NASA-PDS / web-analytics

Other
0 stars 0 forks source link

Implement crawler to refresh Athena table partitions. #19

Open kaipak opened 1 year ago

kaipak commented 1 year ago

Crawler will automate Athena to update tables after logs sync'd from fileserver to S3.

Review example here: https://www.mikulskibartosz.name/start-glue-crawler-using-boto3/#:~:text=AWS%20gives%20us%20a%20few,to%20refresh%20an%20Athena%20table.&text=If%20the%20crawler%20already%20exists%2C%20we%20can%20reuse%20it.

kaipak commented 1 year ago

Still running into some Glue permission errors to update table views. Still in progress with ops.

kaipak commented 1 year ago

There has been some progress, however, still failing at the end.

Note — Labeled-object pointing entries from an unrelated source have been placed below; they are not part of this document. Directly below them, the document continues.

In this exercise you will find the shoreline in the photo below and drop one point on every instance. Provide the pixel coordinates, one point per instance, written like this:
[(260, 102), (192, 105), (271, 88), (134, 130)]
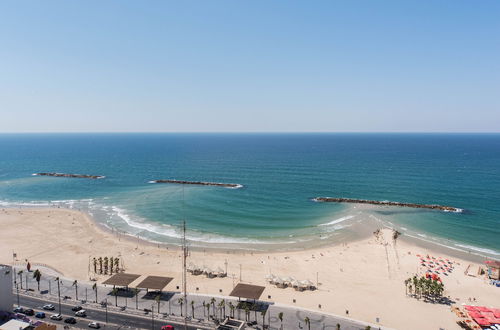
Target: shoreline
[(358, 227), (354, 275)]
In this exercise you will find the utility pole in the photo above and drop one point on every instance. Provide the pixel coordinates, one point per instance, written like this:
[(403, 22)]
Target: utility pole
[(152, 317), (59, 294), (17, 289), (184, 254), (184, 271)]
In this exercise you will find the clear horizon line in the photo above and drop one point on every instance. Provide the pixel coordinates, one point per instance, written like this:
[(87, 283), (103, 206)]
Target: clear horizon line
[(253, 132)]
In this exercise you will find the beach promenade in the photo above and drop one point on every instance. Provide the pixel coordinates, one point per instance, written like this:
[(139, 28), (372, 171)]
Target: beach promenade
[(352, 278)]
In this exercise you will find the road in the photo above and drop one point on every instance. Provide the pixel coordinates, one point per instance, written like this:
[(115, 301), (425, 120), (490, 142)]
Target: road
[(115, 320)]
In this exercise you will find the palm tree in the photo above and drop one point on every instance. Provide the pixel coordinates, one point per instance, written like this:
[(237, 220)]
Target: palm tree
[(100, 265), (158, 299), (181, 302), (308, 322), (106, 265), (111, 265), (212, 301), (75, 284), (37, 275), (94, 287), (115, 293), (20, 273)]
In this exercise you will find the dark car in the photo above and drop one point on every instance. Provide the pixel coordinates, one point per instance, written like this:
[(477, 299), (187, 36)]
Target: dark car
[(29, 312), (18, 310)]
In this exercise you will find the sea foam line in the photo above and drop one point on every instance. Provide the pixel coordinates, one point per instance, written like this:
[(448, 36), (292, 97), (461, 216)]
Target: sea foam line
[(337, 220)]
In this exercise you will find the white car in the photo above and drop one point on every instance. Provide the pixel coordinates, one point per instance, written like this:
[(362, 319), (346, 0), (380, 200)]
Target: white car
[(94, 325), (48, 307), (81, 313)]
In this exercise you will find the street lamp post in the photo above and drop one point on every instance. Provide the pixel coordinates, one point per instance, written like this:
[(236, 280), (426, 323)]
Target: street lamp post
[(152, 317), (59, 294), (17, 289)]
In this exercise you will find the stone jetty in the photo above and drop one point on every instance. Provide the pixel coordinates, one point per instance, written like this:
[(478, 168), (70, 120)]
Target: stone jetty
[(200, 183), (65, 175), (387, 203)]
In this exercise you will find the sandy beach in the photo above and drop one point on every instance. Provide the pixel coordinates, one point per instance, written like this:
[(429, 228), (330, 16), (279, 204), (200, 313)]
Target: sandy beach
[(364, 276)]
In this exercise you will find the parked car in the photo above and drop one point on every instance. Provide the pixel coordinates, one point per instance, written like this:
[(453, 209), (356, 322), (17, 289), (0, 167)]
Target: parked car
[(81, 313), (94, 325), (29, 312)]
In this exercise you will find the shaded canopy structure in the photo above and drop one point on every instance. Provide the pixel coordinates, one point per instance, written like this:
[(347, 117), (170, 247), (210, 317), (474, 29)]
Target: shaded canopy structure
[(121, 279), (247, 291), (154, 283)]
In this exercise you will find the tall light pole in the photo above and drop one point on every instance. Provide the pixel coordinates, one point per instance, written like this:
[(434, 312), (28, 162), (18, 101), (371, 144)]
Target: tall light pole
[(59, 293), (184, 254), (152, 317)]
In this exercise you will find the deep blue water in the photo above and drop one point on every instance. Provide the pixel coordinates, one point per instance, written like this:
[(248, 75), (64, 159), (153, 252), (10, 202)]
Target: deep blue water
[(280, 174)]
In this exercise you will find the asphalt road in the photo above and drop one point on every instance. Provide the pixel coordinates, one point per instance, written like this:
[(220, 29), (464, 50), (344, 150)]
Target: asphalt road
[(115, 320)]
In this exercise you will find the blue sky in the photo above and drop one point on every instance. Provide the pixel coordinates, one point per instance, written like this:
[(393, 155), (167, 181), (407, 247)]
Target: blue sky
[(396, 66)]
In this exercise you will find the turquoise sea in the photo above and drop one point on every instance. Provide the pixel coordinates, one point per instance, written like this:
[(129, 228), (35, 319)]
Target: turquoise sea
[(280, 174)]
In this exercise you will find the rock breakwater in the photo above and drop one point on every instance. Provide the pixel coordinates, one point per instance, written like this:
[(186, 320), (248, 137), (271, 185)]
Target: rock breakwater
[(200, 183), (387, 203), (65, 175)]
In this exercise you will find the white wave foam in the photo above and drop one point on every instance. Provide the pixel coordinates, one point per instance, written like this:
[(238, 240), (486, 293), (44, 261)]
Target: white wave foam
[(478, 249), (169, 231), (337, 220)]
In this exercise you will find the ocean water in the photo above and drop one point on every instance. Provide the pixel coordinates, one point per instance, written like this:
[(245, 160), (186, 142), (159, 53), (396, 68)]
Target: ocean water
[(280, 174)]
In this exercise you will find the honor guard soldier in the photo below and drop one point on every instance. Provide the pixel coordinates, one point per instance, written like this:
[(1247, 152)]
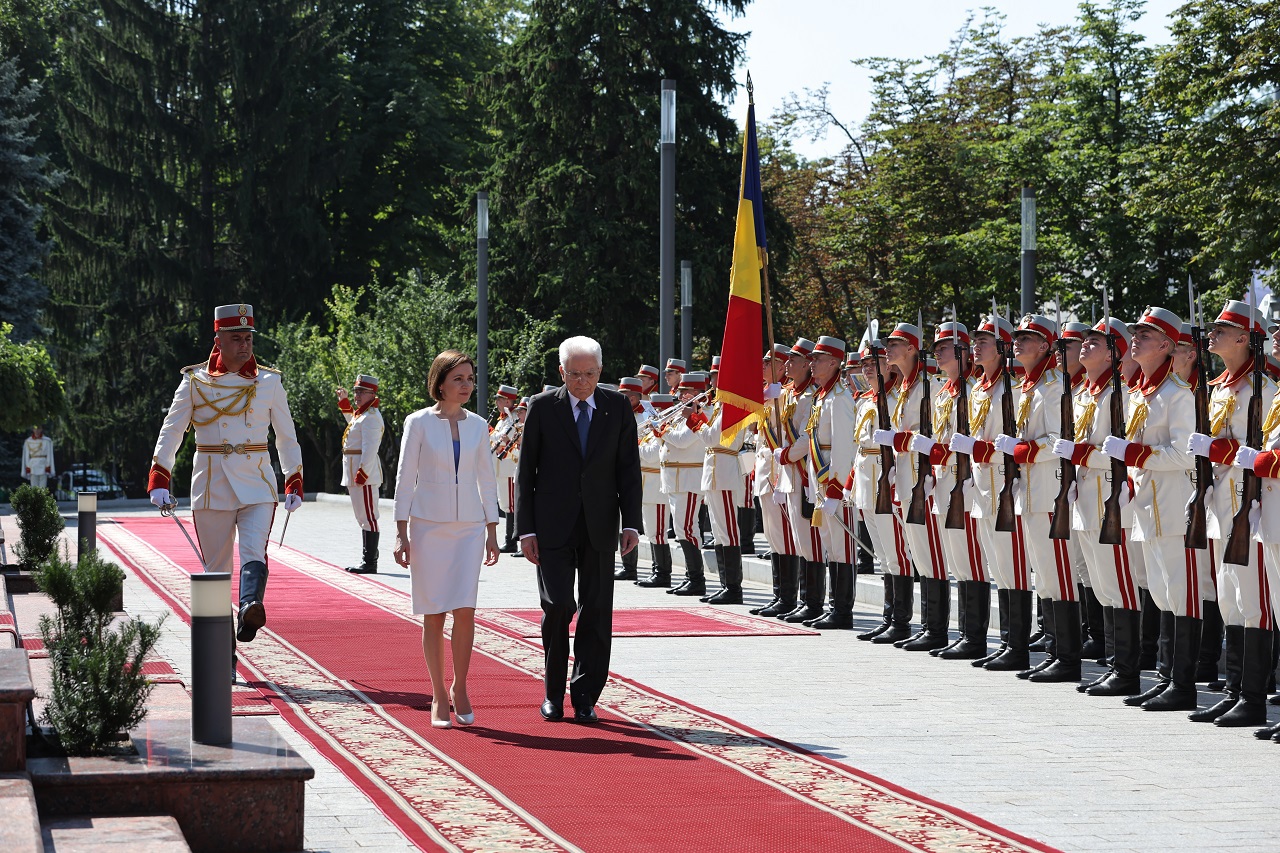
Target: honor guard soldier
[(654, 501), (1004, 550), (361, 468), (37, 457), (722, 489), (1160, 423), (923, 539), (1115, 570), (771, 434), (682, 451), (1242, 591), (794, 480), (231, 400), (630, 387)]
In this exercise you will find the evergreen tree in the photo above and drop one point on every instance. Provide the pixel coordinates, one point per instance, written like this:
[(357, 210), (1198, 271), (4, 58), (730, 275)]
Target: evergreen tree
[(574, 177)]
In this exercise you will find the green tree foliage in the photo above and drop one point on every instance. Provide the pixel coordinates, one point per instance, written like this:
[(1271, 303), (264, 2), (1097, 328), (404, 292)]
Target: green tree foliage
[(574, 108)]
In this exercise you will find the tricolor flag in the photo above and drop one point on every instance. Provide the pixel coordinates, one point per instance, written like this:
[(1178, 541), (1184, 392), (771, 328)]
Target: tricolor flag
[(739, 387)]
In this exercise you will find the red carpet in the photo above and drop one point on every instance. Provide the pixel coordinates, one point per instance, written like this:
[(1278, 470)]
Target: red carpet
[(654, 775), (653, 621)]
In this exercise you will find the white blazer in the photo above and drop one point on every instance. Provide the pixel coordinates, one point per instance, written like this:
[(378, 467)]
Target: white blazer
[(425, 483)]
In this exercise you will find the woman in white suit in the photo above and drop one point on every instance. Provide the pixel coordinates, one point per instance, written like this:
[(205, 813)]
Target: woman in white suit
[(447, 523)]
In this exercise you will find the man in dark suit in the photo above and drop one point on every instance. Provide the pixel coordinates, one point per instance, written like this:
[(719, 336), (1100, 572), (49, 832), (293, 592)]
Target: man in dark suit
[(579, 475)]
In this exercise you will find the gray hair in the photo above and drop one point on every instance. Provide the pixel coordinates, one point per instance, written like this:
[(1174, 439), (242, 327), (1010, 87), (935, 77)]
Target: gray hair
[(581, 345)]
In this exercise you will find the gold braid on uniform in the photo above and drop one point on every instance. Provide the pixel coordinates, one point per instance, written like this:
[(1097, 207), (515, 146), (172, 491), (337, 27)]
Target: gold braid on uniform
[(232, 405)]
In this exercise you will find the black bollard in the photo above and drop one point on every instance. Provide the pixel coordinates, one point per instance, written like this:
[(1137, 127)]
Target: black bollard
[(211, 639)]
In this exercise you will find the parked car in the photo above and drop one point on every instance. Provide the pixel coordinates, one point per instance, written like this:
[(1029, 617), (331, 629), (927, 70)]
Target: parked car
[(82, 478)]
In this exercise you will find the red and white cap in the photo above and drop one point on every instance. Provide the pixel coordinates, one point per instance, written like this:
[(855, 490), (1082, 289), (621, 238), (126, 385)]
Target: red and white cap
[(1161, 320), (908, 332), (233, 316), (694, 381), (1237, 313), (950, 332), (1038, 324), (803, 347), (990, 325), (1119, 329), (831, 346), (1074, 331)]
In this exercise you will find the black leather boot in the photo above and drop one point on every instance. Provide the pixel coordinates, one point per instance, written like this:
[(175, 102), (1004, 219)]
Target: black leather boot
[(976, 596), (695, 580), (937, 596), (1002, 615), (1066, 644), (1252, 707), (630, 564), (842, 585), (789, 578), (886, 611), (1211, 643), (1015, 657), (773, 573), (961, 614), (1234, 670), (1048, 628), (1180, 693), (661, 575), (731, 578), (251, 614), (1124, 678), (369, 555), (814, 593), (900, 629)]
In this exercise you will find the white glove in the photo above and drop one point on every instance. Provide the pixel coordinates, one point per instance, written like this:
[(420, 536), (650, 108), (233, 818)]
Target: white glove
[(1244, 457), (1115, 447), (922, 443), (1198, 443)]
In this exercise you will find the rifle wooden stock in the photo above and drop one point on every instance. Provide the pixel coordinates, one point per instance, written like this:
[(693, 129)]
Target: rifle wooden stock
[(1060, 528), (1005, 521), (1197, 529), (918, 510), (955, 509), (1239, 542)]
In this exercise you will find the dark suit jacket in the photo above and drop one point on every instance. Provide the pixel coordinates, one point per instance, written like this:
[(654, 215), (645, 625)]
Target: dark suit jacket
[(556, 483)]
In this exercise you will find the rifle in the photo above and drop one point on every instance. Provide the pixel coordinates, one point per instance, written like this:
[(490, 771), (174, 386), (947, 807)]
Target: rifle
[(917, 511), (1111, 532), (1240, 538), (955, 509), (1197, 530), (1060, 528), (1005, 521)]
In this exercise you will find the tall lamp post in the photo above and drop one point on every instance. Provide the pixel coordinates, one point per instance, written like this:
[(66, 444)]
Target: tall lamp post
[(667, 228), (686, 311), (1028, 250), (481, 301)]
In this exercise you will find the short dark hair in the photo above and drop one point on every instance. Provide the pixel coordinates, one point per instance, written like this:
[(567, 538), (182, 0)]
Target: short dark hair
[(443, 366)]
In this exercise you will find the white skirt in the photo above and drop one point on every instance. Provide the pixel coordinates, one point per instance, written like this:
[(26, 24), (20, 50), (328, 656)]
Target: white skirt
[(444, 564)]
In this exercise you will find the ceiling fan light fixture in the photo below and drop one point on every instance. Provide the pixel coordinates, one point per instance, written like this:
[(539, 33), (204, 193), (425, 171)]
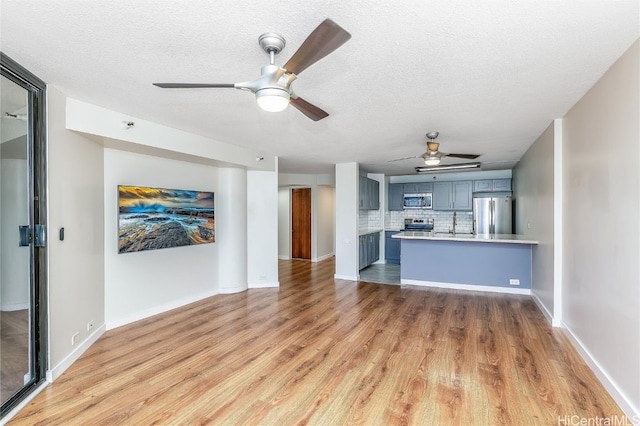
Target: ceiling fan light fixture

jordanpadams commented 9 months ago

Moving to icebox. Per discussion today, going to focus on documenting procedures for loading logs and generating metrics versus automating.

kaipak commented 5 months ago

I've made progress on this issue and currently testing. I have a crawler that can successfully update Athena tables when news files appear in S3. However, I've run into significant data quality issues that we should address. I will create a new issue around this but give a brief description here:

The datetime field is in a non-standard format which requires complex pre-processing in standard data science tools like SQL or Python which can lead to errors. Also, I've run into instances where this field may have unexpected whitespace or missing portions of datetime. This can be addressed in code too but adds yet another layer of complexity to manage across multiple tools in different codebases. We may want to consider a more robust set of steps for log pre-processing suitable for data analytics applications.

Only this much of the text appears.